Thursday, 10 November 2016

Donald Trump. The House Of Morgan Speaks

You'd be wise to take HEED. The Guardian has the story.

Read Below :

Investors large and small will be relieved that Wall Street hasn’t crashed since Donald Trump pulled off one of the most surprising election results of the age.

But obviously the market reaction plays second fiddle to the wider consequences of America’s choice -- as the protests in New York, Chicago, Boston etc overnight show.

Stephanie Flanders of JP Morgan says Trump needs to pass three tests, as the world watches him closely.

The first will be for him to build a strong cabinet, with respected figures in key posts of Treasury Secretary and Secretary of State.
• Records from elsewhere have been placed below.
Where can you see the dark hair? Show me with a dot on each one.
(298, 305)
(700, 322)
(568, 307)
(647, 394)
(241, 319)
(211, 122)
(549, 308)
Second, he needs to continue to give voice to the calmer, more gracious version of himself that was on display in his election night acceptance speech.

No-one should expect him to repudiate everything he said in the campaign about open borders and trade deals such as the Trans Pacific Partnership Agreement. But the third test for the President-Elect will be to demonstrate that he does not plan to tear up the parts of the Washington establishment that are actually working quite well – notably, the US Federal Reserve.


Flanders points out that Trump’s economic plans will have major implications for the global economy:

The combination of looser fiscal policy and increased uncertainty over globalisation would be likely to mean a stronger dollar and potentially higher US inflation and higher interest rates. That is not a hugely helpful combination for the rest of the global economy, especially emerging markets. But that, too, is uncertain and could take time to materialise. In the meantime, my colleagues and I are not predicting a radically different path for the US economyfollowing this result - or for US interest rates.